Animal models of arrhythmogenic cardiomyopathies provide valuable insights into the genetic pathways and pathophysiological mechanisms underlying cardiac arrhythmias and sudden cardiac death.
This review summarizes current animal models used to study the genetic pathways and pathogenesis of arrhythmogenic cardiomyopathies, including ARVC, HCM, and DCM.

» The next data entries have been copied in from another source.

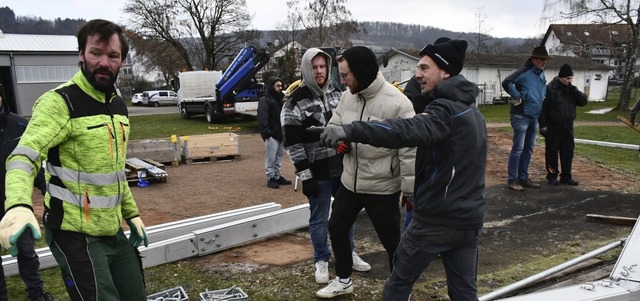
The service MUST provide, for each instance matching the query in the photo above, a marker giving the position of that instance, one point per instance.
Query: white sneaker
(322, 271)
(359, 264)
(335, 288)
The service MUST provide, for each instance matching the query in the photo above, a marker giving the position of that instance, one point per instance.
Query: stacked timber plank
(160, 150)
(210, 148)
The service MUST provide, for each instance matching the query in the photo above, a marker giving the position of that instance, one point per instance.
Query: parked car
(136, 100)
(157, 98)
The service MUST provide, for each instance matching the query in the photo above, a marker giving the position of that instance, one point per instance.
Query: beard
(103, 85)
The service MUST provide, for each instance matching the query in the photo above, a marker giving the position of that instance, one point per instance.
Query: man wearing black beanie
(372, 177)
(452, 148)
(556, 125)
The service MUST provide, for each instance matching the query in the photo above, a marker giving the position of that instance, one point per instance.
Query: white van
(157, 98)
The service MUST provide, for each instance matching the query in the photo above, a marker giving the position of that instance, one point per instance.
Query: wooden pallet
(210, 159)
(209, 147)
(132, 171)
(165, 151)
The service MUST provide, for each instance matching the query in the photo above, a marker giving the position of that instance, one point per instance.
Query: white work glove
(137, 234)
(14, 222)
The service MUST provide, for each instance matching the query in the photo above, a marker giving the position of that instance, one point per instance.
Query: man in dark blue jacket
(269, 108)
(11, 128)
(449, 204)
(527, 87)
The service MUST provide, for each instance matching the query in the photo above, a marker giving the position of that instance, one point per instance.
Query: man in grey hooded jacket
(319, 167)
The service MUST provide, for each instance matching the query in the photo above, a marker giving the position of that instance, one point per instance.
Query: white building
(603, 43)
(33, 64)
(489, 70)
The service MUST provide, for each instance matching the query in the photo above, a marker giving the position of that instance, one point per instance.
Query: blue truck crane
(220, 95)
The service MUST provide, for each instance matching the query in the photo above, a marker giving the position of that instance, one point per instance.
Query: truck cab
(220, 95)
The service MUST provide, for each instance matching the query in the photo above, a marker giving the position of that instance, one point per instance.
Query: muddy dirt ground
(519, 225)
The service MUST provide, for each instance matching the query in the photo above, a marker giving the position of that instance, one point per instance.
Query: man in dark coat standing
(269, 108)
(556, 125)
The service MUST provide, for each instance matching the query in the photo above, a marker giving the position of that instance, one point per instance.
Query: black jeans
(29, 267)
(384, 213)
(420, 245)
(559, 140)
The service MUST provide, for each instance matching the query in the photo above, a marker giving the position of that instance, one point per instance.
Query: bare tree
(156, 55)
(202, 32)
(287, 33)
(482, 31)
(608, 12)
(326, 22)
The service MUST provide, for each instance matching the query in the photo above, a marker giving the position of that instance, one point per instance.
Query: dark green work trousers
(106, 268)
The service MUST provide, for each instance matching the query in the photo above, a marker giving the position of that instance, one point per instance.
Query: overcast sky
(505, 18)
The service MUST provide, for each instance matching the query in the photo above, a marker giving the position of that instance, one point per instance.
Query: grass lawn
(163, 126)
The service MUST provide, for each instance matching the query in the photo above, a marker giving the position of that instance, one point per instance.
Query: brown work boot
(528, 184)
(515, 186)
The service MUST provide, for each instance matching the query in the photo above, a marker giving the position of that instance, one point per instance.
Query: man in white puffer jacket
(372, 177)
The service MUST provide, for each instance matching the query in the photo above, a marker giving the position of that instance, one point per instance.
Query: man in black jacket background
(11, 128)
(450, 165)
(556, 125)
(269, 108)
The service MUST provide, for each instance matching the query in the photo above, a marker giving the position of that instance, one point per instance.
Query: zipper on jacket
(355, 173)
(111, 138)
(122, 131)
(86, 205)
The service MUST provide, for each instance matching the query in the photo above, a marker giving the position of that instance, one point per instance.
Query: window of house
(44, 74)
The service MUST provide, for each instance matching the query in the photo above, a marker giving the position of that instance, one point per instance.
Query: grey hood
(307, 71)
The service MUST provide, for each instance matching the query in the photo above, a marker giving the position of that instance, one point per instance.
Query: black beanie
(448, 55)
(441, 40)
(565, 71)
(363, 65)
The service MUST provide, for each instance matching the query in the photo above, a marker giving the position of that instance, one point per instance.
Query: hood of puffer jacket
(307, 71)
(272, 90)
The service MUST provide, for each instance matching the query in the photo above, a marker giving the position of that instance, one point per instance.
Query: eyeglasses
(344, 75)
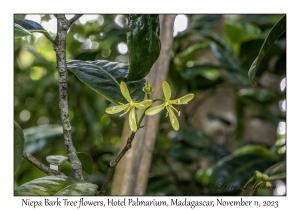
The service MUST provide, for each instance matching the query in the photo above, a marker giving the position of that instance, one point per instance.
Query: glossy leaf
(278, 29)
(231, 172)
(143, 44)
(86, 161)
(19, 31)
(31, 26)
(18, 146)
(56, 185)
(104, 77)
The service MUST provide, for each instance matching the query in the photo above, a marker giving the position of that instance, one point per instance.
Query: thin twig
(40, 165)
(74, 18)
(60, 48)
(114, 163)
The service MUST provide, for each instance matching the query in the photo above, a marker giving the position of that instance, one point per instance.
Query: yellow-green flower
(168, 104)
(128, 107)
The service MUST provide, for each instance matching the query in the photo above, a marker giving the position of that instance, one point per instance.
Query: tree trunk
(131, 174)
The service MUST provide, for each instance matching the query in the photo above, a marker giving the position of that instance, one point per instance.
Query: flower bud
(265, 177)
(148, 88)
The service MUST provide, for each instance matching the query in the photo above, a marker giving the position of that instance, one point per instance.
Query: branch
(40, 165)
(114, 163)
(60, 48)
(73, 19)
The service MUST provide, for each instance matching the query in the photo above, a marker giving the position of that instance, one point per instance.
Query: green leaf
(18, 146)
(255, 149)
(205, 146)
(19, 31)
(56, 185)
(203, 176)
(104, 77)
(237, 31)
(276, 171)
(262, 96)
(226, 56)
(278, 29)
(86, 161)
(143, 44)
(32, 26)
(231, 173)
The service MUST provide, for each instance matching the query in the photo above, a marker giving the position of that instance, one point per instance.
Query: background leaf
(274, 34)
(143, 44)
(18, 146)
(256, 149)
(56, 185)
(86, 161)
(104, 77)
(19, 31)
(32, 26)
(235, 171)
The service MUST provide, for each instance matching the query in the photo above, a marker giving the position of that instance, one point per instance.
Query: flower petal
(155, 110)
(132, 120)
(173, 119)
(125, 92)
(183, 99)
(116, 109)
(143, 104)
(166, 90)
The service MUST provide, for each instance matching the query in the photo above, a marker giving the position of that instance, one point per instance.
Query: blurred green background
(229, 130)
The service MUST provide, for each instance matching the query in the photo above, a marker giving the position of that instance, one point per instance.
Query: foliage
(184, 161)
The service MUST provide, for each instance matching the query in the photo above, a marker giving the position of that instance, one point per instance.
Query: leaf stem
(74, 18)
(114, 163)
(40, 165)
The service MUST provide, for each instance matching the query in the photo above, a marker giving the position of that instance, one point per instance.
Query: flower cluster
(129, 107)
(167, 103)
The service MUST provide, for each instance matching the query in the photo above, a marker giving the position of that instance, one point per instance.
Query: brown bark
(59, 46)
(131, 174)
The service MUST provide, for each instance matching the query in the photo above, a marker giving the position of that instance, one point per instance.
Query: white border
(7, 201)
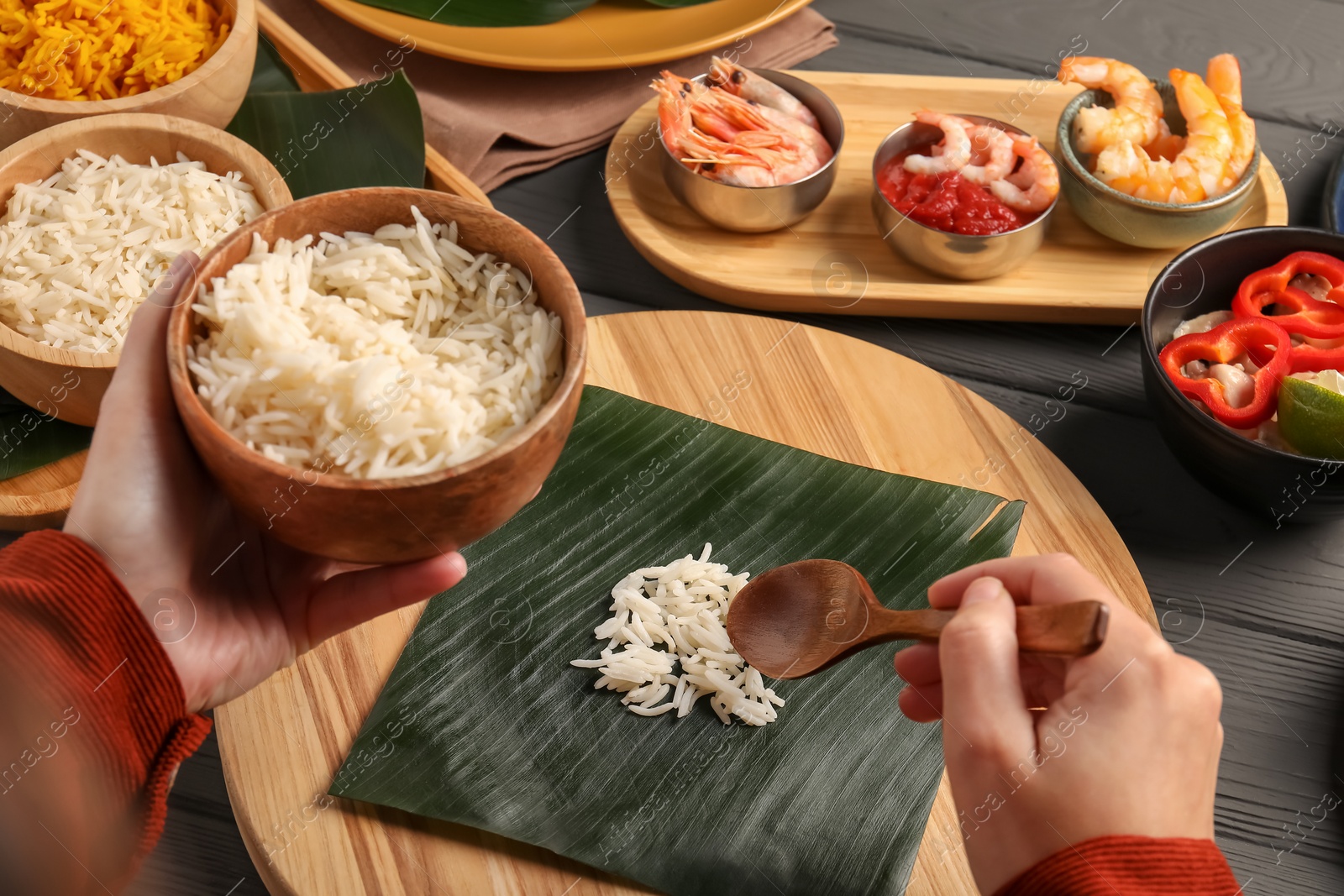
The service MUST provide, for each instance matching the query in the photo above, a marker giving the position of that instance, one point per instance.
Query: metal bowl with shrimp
(756, 210)
(956, 255)
(1142, 222)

Arrhythmogenic cardiomyopathies are a heterogeneous group of pathological conditions that give rise to myocardial dysfunction with an increased risk for atrial or ventricular arrhythmias. Inherited defects in cardiomyocyte proteins in the sarcomeric contractile apparatus, the cytoskeleton and desmosomal cell-cell contact junctions are becoming recognized increasingly as major causes of sudden cardiac death in the general population. Animal models have been developed for the systematic dissection of the genetic pathways involved in the pathogenesis of arrhythmogenic cardiomyopathies. This review presents an overview of current animal models for arrhythmogenic right ventricular cardiomyopathy (ARVC), hypertrophic cardiomyopathy (HCM) and dilated cardiomyopathy (DCM) associated with cardiac arrhythmias and sudden cardiac death.
McCauley et al. (Thu,) conducted a review in Arrhythmogenic cardiomyopathy. Animal models of arrhythmogenic cardiomyopathies provide valuable insights into the genetic pathways and pathophysiological mechanisms underlying cardiac arrhythmias and sudden cardiac death.